El patriarcado y los hombres

Por desgracia, el caso de la manada y su salida de prisión han ocupado titulares en toda la prensa y televisión tanto nacional como local durante días. Para alguien con un mínimo de sensibilidad es del todo punto de vista incomprensible tanto la sentencia como su salida de prisión. Sabéis que soy químico y no abogado, no sé si es legal, que seguramente sí, pero viendo que entre los tres jueces ha habido votaciones en sentido opuesto, solo me cabe el desasosiego de que la justicia está en manos de la forma de pensar de un juez y no estrictamente de la ley. Que alguien reciba una condena u otra en función de la opinión personal del juez que le ha tocado tenga sobre el tema en cuestión y no sea completamente aséptica, me causa pavor para este caso o cualquier otro, pues estas en mano de los prejuicios de un señor que visto lo visto, en muchos casos no los deja de lado como es su obligación, y que son especialmente sangrantes en los casos de violencia contra las mujeres como el caso de la manada y la enorme influencia de la educación patriarcal en buena parte de la sociedad, que condicionan las decisiones tanto de condena como de libertad provisional: "Es que no se resistió lo suficiente", "es que 5 tíos enormes no son suficientes para intimidar a una menor", ya, pensad en esos mismos argumentos en otra situación: Cinco tíos enormes te acorralan de noche en un callejón y te dicen: ¿Me das todo tu dinero? Según estos jueces ¿qué has de hacer? ¿No darles el dinero hasta que te hayan pegado una paliza de muerte? Si se lo das sin resistirte, ¿entonces ya no es atraco? ¿Os imagináis  a esos mismos jueces dictando en el mismo sentido que en el caso de la manada en un caso de atraco? Yo no, por lo que la sentencia es ideológica (en este caso de género) y por lo tanto no es justa. Y la ideología machista, presente tanto en hombres como en mujeres vuelve a actuar, dando a alas a otros desgraciados para que cometan los mismos delitos en otro lugar, como ha ocurrido hace unos días en Canarias.

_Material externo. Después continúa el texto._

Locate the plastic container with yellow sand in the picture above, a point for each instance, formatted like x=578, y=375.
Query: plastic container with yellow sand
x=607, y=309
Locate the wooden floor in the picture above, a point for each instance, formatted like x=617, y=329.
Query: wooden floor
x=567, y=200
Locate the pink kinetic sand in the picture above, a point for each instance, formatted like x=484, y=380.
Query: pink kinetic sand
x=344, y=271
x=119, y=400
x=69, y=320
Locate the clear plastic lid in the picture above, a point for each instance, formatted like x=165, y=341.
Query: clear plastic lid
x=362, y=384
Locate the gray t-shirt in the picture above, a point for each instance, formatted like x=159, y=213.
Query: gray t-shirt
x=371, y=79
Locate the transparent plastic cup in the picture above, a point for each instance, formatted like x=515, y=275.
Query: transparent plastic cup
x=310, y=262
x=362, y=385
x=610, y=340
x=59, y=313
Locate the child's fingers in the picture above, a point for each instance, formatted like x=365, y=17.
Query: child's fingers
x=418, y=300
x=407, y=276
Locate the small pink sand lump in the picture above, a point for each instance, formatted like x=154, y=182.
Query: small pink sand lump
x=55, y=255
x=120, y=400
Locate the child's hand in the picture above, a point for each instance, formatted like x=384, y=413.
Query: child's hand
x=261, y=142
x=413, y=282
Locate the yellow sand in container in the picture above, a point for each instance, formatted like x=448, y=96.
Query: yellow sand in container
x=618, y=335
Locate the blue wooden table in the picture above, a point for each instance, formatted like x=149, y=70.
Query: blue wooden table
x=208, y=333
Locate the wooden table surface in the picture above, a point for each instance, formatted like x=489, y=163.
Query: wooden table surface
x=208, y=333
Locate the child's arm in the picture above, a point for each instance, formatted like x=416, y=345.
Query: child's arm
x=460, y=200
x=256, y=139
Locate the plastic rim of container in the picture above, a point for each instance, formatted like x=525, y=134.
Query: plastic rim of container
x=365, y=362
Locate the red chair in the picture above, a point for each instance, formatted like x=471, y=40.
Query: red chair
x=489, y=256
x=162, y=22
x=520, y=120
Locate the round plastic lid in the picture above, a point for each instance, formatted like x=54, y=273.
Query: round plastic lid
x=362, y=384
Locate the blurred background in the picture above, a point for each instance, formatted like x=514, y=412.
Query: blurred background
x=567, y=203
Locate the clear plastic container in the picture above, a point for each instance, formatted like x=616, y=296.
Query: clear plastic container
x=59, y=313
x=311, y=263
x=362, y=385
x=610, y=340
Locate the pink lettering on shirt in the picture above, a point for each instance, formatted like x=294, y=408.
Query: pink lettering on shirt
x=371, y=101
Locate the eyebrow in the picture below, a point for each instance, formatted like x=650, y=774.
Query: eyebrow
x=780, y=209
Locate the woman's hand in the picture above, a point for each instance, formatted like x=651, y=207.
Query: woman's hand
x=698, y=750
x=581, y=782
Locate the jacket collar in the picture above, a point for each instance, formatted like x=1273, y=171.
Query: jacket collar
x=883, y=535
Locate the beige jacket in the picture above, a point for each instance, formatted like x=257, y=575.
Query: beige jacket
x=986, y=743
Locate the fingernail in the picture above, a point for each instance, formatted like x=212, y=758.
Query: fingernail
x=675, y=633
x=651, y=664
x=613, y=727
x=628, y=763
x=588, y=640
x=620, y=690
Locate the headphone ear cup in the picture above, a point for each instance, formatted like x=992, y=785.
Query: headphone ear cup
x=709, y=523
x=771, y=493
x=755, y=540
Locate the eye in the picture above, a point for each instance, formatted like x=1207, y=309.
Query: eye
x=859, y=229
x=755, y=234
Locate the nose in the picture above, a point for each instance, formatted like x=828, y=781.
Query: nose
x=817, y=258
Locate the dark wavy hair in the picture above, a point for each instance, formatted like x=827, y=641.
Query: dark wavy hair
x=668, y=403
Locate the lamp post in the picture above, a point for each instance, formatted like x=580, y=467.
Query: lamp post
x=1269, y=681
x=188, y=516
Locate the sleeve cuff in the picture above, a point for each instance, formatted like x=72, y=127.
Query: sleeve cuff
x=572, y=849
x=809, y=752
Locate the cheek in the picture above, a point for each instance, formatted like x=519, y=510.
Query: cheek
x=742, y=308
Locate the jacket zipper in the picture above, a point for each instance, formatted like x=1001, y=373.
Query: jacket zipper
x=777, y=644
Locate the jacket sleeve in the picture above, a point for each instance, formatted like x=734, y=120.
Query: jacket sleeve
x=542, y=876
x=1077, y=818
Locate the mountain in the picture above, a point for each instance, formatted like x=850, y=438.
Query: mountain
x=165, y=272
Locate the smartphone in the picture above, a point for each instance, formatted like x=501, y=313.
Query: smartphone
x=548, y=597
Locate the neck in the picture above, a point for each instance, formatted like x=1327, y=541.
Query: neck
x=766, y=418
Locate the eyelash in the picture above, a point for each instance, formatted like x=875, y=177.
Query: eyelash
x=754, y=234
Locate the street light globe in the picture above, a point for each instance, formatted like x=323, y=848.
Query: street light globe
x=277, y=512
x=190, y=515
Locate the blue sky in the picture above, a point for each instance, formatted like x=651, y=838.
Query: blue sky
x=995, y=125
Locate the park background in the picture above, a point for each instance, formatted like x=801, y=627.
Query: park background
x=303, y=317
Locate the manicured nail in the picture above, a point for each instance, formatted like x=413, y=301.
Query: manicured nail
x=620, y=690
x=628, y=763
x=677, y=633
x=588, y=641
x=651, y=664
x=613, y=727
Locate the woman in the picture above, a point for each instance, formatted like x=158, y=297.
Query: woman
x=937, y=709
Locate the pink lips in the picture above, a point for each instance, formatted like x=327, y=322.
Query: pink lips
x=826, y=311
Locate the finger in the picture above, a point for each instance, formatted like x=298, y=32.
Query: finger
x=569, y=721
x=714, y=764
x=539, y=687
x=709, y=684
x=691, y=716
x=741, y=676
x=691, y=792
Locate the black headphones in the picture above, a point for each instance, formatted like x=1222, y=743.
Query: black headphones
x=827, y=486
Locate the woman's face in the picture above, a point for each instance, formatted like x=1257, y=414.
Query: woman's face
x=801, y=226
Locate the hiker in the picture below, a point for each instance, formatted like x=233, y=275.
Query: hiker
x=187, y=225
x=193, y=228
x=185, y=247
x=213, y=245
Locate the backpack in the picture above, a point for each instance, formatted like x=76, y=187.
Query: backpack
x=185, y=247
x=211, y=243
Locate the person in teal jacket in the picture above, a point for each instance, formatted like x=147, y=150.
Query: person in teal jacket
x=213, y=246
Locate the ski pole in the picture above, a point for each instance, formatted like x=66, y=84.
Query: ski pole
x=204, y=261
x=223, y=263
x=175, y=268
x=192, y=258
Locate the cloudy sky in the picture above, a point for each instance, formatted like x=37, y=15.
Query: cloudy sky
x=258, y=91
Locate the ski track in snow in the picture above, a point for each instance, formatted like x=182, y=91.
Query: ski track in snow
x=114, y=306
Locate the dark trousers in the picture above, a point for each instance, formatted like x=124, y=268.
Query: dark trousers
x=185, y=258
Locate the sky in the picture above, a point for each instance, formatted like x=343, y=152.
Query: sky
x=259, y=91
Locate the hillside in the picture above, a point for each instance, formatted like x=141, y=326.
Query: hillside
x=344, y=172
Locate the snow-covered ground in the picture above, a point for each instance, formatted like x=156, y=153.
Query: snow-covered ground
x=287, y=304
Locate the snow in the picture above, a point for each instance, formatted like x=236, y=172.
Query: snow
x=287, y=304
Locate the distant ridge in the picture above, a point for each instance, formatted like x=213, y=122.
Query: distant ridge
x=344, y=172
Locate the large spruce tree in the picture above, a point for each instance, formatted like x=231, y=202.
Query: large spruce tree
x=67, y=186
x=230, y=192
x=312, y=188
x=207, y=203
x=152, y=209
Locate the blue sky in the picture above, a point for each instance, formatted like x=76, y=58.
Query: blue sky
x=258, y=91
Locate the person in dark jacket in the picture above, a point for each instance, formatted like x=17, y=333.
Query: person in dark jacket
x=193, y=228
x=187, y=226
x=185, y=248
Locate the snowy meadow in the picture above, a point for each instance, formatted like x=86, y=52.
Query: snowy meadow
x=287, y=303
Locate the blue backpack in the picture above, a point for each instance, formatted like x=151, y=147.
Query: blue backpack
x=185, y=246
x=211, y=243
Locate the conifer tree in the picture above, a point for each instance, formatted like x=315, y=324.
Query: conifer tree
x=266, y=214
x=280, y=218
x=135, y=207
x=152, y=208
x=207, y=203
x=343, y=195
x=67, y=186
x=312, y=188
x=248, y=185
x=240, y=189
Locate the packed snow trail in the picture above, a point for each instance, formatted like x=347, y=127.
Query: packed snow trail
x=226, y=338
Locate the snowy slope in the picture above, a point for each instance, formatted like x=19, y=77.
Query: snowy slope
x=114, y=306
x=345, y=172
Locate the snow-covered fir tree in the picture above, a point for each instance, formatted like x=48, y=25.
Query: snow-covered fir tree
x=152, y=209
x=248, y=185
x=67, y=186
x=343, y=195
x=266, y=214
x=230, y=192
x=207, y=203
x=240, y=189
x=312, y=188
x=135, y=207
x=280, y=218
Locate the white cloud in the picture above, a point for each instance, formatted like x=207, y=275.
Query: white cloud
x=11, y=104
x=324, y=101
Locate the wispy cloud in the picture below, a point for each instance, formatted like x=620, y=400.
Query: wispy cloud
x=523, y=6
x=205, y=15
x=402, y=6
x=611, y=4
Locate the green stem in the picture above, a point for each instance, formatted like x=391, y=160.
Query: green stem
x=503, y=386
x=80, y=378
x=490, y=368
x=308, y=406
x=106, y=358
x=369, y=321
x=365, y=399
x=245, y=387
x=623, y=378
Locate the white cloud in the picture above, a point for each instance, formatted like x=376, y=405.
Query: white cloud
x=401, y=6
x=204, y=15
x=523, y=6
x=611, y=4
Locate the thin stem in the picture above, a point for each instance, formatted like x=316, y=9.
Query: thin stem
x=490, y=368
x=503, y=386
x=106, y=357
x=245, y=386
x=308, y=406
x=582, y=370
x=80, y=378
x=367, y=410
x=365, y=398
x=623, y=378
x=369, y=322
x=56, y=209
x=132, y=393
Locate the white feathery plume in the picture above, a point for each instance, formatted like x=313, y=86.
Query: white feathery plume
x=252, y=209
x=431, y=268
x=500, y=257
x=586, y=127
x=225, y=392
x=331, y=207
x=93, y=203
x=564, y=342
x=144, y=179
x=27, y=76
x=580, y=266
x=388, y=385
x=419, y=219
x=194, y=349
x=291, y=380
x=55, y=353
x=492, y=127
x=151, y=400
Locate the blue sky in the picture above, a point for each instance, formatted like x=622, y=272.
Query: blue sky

Y muchos dirán que la culpa es del legislador que ha dejado en manos de la opinión del juez ciertos aspectos que no deberían ser interpretables, bien, las leyes se pueden y se deben afinar, correcto, pero no se debería de llegar al extremo de tener que legislar hasta la última coma para evitar que un juez por su ideología sentencie algo que no es justo. En demasiadas ocasiones la justicia y lo que es justo no van de la mano. Pero ese es un tema a debatir en otro artículo.

Con este ejemplo quería plasmar como la cultura patriarcal afecta a las mujeres tan negativamente, pero no es este el enfoque que quiero darle al artículo, pues salvo a ciertas gentes obtusas de mente, es más que evidente para todo el mundo lo que han aguantado, aguantan y espero que por poco tiempo aguantarán las mujeres en esta sociedad que hemos creado. Lo que muy pocos se plantean y desde luego nadie debate públicamente, es el enorme efecto negativo que también tiene el patriarcado sobre los hombres. Sí, parece una incongruencia decir que en un mundo de hombres, hecho para los hombres, nosotros tengamos algo negativo, todo parecen ventajas, pero la verdad es que no es así y este es el punto de vista que quiero daros en este artículo.

Es evidente que esta sociedad genera una serie de estereotipos de mujeres, pero de forma sutil, aunque cada vez más evidente, siempre también los ha generado respecto de los hombres. Del mismo modo que se nos inculca que hemos de buscar un  modelo de mujer determinado: obediente y dulce... lo que ya sabemos, a las mujeres también se les inculca un modelo de hombre duro, valiente, musculado, que no llora, alto y fuerte, manitas y con dinero... es cierto que la imposición de estos estereotipos cala menos en las mujeres que en los hombres, pero no es nada despreciable el número de mujeres que sucumben a la imposición de este modelo de hombre. Es evidente que la gran mayoría de mujeres y hombres no nos acercamos ni por asomo a esta versión idealizada que todos los medios nos lanzan, y he de decir que ni ganas de hacerlo. Está claro que todos buscamos belleza o atractivo en nuestr@ compañer@, pero este aspecto de una relación ni tiene que ser lo más importante (de hecho para mí no lo es) ni en el sentido que se nos trata de imponer.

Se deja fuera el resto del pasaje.